For it is not difficult to see what must be the consequences when democracy
embarks upon a course of planning. The goal of the planning will be described
by some such vague term as "the general welfare." There will be no
real agreement as to the ends to be attained, and the effect of the people's
agreeing that there must be central planning, without agreeing on the ends,
will be rather as if a group of people were to commit themselves to take a
journey together without agreeing where they want to go: with the result that
they may all have to make a journey which most of them do not want at all.
Democratic
assemblies cannot function as planning agencies. They cannot produce agreement
on everything — the whole direction of the resources of the nation-for the
number of possible courses of action will be legion. Even if a congress could,
by proceeding step by step and compromising at each point, agree on some
scheme, it would certainly in the end satisfy nobody.
To
draw up an economic plan in this fashion is even less possible than, for
instance, successfully to plan a military campaign by democratic procedure. As
in strategy it would become inevitable to delegate the task to experts. And
even if, by this expedient, a democracy should succeed in planning every sector
of economic activity, it would still have to face the problem of integrating
these separate plans into a unitary whole. There will be a stronger and
stronger demand that some board or some single individual should be given power
to act on their own responsibility. The cry for an economic dictator is a
characteristic stage in the movement toward planning. Thus the legislative body
will be reduced to choosing the persons who are to have practically absolute
power. The whole system will tend toward that kind of dictatorship in which the
head of the government is position by popular vote, but where he has all the
powers at his command to make certain that the vote will go in the direction he
desires.
Planning
leads to dictatorship because dictatorship is the most effective instrument of
coercion and, as such, essential if central planning on a large scale is to be
possible.

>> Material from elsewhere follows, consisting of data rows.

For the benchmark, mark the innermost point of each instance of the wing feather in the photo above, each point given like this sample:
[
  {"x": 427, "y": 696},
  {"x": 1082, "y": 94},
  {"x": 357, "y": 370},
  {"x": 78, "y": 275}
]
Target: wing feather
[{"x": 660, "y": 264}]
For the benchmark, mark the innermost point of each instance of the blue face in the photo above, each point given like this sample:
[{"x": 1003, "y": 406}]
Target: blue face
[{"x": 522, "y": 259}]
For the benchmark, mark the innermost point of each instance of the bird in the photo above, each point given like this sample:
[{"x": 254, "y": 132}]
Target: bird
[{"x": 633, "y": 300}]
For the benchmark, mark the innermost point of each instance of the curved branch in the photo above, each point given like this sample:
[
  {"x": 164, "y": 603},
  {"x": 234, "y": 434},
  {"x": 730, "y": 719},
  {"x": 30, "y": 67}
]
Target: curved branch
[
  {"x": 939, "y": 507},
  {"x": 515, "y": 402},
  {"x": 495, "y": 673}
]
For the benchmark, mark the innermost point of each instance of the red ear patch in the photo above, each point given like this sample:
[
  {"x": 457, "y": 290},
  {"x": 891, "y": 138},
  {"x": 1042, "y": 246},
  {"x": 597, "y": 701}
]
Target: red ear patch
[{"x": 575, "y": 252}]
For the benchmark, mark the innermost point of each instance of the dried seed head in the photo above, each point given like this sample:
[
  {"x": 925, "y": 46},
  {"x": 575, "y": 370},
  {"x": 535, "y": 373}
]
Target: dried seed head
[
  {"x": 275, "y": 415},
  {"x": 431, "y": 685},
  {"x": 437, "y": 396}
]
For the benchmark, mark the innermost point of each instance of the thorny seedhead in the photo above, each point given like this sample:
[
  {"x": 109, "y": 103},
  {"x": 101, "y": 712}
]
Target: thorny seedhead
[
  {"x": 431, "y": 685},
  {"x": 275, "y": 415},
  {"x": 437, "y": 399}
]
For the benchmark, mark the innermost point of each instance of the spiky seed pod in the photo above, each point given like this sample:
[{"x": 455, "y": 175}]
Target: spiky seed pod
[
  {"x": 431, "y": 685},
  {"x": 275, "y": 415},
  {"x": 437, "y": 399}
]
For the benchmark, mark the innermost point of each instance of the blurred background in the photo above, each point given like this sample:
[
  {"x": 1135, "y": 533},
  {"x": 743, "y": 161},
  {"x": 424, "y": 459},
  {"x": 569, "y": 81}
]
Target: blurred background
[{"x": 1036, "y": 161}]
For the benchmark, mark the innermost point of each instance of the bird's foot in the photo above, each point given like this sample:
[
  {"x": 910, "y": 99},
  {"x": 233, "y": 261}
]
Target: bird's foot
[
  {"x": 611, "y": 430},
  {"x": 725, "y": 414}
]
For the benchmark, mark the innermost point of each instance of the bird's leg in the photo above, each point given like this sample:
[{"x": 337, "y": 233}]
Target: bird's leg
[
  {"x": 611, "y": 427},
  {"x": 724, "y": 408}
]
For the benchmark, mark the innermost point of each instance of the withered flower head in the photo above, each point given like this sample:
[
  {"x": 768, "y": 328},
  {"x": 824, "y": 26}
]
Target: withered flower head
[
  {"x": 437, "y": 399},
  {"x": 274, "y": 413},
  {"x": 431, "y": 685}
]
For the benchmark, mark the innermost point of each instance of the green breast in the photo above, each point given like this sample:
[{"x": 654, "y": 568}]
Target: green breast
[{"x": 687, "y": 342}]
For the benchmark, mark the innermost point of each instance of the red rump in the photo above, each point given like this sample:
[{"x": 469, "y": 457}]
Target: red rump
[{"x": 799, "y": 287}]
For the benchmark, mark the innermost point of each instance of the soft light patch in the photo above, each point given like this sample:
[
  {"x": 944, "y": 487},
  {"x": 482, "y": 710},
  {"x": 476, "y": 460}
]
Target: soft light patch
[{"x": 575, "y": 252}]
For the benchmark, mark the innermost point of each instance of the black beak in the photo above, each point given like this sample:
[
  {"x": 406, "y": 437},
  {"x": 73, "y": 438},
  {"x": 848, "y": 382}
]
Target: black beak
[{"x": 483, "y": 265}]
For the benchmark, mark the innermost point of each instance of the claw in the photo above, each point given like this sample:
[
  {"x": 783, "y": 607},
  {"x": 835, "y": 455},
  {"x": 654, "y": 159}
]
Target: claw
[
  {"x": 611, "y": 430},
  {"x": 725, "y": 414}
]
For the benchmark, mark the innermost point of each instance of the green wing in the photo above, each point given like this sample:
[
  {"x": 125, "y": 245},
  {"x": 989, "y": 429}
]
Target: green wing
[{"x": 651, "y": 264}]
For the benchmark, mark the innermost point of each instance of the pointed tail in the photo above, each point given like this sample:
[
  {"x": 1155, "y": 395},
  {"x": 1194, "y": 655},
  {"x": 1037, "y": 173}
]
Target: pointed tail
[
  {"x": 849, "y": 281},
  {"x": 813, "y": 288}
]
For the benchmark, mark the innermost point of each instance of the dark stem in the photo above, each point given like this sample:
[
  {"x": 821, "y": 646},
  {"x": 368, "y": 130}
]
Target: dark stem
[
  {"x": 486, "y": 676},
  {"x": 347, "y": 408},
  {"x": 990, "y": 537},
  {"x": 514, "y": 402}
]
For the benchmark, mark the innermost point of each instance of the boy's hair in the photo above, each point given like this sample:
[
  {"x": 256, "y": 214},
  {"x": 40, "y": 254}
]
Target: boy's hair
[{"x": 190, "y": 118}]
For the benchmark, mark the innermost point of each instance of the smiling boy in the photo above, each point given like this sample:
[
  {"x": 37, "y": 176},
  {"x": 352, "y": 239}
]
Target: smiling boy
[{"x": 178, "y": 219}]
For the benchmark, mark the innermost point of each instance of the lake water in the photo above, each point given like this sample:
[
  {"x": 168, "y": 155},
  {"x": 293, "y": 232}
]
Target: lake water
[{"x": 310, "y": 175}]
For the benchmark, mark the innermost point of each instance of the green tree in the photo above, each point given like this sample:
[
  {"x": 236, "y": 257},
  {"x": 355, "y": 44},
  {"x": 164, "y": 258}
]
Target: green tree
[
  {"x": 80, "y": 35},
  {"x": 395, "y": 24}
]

There is no justification for the widespread belief that, so long as
power is conferred by democratic procedure, it cannot be arbitrary; it is not
the source of power which prevents it from being arbitrary; to be free from
dictatorial qualities, the power must also be limited. A true
"dictatorship of the proletariat," even if democratic in form, if it
undertook centrally to direct the economic system, would probably destroy
personal freedom as completely as any autocracy has ever done.
Individual
freedom cannot be reconciled with the supremacy of one single purpose to which
the whole of society is permanently subordinated. To a limited extent we
ourselves experience this fact in wartime, when subordination of almost
everything to the immediate and pressing need is the price at which we preserve
our freedom in the long run. The fashionable phrases about doing for the
purposes of peace what we have learned.to do for the purposes of war are
completely misleading, for it is sensible temporarily to sacrifice freedom in
order to make it more secure in the future, but it is quite a different thing
to sacrifice liberty permanently in the interests of a planned economy.
To
those who have watched the transition from socialism to fascism at close
quarters, the connection between the two systems is obvious. The realization of
the socialist program means the destruction of freedom. Democratic socialism,
the great utopia of the last few generations, is simply not achievable.